Building an 'AI-native' product requires a shift in how we think about state and agency. In a traditional product, the user is the only agent. In an AI-native product, the system itself becomes an agent with its own observation-reason-act loop.
That's why I'm so focused on MCP and cli tools - they provides the necessary 'nervous system' for these foundations. Great breakdown!
Great point, that shift from user-only action to system-level agency is what makes AI-native products fundamentally different.
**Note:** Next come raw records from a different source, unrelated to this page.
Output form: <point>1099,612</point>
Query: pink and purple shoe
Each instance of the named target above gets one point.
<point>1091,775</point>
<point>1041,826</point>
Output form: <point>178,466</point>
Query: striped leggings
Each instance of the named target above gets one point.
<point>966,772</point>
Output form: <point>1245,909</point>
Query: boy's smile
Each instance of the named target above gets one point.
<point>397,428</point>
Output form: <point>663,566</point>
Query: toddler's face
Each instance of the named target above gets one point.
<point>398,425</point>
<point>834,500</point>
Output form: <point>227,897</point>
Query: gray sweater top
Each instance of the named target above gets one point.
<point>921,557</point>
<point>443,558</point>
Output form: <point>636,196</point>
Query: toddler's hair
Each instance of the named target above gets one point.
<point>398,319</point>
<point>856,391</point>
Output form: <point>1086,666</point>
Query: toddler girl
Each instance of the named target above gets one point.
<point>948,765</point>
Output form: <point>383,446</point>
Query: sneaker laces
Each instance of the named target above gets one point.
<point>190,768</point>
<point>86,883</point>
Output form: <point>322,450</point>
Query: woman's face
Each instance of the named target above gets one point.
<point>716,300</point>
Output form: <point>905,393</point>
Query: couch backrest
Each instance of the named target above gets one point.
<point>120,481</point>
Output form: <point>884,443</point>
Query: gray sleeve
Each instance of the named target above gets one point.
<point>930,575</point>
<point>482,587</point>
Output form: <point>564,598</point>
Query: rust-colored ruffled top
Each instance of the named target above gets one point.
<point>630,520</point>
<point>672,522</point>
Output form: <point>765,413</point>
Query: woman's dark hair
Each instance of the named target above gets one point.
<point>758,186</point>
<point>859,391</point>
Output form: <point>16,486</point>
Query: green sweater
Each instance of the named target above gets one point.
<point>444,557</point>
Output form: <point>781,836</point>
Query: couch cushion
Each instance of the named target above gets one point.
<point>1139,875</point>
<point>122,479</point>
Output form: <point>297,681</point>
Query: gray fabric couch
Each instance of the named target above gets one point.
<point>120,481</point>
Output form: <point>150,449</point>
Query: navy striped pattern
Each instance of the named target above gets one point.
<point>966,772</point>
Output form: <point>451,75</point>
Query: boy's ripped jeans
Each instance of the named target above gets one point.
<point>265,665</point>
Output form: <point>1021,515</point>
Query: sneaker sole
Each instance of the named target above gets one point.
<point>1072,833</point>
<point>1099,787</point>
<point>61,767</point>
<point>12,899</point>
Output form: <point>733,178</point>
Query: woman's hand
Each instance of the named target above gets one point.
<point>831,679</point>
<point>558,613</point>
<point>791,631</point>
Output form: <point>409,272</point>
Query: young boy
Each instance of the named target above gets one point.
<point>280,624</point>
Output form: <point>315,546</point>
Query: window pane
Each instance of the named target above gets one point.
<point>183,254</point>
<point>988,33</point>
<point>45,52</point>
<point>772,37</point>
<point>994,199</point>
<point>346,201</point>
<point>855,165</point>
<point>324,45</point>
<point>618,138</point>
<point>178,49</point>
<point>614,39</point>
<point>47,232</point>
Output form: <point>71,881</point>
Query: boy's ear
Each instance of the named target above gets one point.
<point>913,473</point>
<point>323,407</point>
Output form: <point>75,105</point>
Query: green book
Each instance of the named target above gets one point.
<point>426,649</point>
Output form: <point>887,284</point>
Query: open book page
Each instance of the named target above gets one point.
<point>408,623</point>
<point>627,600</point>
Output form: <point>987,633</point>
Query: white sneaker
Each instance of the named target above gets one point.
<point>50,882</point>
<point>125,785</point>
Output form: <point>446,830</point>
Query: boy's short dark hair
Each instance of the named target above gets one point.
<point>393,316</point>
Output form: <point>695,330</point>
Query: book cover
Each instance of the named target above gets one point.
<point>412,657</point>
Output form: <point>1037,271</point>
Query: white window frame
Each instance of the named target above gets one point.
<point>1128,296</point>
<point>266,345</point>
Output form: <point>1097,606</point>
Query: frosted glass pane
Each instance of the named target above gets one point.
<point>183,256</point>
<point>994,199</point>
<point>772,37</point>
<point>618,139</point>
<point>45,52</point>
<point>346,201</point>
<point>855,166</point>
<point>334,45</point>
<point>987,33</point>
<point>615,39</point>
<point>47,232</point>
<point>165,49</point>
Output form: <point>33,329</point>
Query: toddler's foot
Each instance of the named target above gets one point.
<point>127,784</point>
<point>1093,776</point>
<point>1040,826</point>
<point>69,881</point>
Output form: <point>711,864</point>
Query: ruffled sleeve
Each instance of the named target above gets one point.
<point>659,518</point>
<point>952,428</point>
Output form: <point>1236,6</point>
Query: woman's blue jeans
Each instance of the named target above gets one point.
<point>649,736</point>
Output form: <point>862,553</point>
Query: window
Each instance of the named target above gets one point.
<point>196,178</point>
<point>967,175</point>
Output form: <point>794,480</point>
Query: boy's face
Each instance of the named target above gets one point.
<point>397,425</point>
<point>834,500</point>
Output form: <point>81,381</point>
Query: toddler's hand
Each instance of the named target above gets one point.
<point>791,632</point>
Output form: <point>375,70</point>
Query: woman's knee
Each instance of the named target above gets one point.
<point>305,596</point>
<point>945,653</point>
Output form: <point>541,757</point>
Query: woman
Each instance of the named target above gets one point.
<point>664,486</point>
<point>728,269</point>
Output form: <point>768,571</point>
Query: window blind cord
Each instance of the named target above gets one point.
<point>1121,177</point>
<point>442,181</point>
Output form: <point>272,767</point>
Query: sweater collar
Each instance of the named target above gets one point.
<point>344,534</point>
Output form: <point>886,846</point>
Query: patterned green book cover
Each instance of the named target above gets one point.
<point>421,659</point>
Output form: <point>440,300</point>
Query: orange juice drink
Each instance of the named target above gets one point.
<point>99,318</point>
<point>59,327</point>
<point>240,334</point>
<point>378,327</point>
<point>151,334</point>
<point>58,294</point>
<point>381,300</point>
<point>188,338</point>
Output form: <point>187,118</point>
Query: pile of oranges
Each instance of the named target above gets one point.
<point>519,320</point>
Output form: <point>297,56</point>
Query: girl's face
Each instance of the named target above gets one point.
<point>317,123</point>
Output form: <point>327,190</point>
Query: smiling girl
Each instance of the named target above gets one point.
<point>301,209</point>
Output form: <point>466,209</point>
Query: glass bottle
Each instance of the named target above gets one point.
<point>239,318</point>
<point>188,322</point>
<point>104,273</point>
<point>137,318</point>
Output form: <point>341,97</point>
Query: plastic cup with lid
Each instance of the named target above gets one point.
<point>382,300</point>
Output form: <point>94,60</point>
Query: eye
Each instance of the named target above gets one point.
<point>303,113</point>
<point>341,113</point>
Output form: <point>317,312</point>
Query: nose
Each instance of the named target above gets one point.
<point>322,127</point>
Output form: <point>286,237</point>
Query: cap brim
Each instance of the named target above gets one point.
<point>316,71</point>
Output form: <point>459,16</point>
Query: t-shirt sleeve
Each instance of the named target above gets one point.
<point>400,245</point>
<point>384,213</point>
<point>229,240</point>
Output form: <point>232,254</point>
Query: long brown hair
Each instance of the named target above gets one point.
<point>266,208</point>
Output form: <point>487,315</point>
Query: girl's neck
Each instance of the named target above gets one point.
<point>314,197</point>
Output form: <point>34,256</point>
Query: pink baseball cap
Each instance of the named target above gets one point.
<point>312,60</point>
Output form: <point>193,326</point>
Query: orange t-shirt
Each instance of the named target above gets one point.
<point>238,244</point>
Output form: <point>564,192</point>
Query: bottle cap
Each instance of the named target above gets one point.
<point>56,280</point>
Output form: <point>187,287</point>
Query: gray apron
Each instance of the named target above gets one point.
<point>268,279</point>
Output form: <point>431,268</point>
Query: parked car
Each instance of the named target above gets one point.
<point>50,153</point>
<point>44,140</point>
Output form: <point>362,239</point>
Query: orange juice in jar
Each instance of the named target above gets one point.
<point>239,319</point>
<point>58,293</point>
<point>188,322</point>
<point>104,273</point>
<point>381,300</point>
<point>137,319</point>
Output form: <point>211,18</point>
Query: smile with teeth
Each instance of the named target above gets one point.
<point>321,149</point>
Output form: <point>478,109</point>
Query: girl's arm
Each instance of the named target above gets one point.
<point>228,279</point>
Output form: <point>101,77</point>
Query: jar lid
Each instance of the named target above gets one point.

I agree, MCP and CLI layers act like a nervous system, enabling observation–reason–act loops. That’s where real leverage starts, beyond just UI-level AI features.
Exactly, Jaideep. The 'nervous system' analogy is spot on. If the UI is the skin, then the MCP/tool layers are the motor neurons. The real magic happens when the system doesn't just 'suggest' but 'anticipates' and 'pre-formats' the context for the next action. It’s the difference between a tool and a teammate. Have you seen any particularly elegant implementations of this 'nervous system' lately, or is everyone still stuck in the 'chatbot' paradigm?
Great extension of the analogy. I’m seeing early “nervous system” patterns, but most teams are still in the chatbot phase.
The more mature setups use tool orchestration + context prefetching + event triggers; less chat, more workflow-driven. Still early, but moving in the right direction.
The chatbot-to-workflow progression you're describing maps almost exactly to what I see in mature agent architectures. Tool orchestration alone is table stakes now - the differentiator is context prefetching: pulling relevant state before the LLM even sees the user's message. That shift from reactive to anticipatory context is what separates demo-grade from production-grade systems.
Exactly that shift from reactive to anticipatory context is the real leap.
Once systems start prefetching relevant state before reasoning, they move from demo behaviour to production-grade reliability and speed.
The difference between AI features and AI native products is where intelligence lives in the system.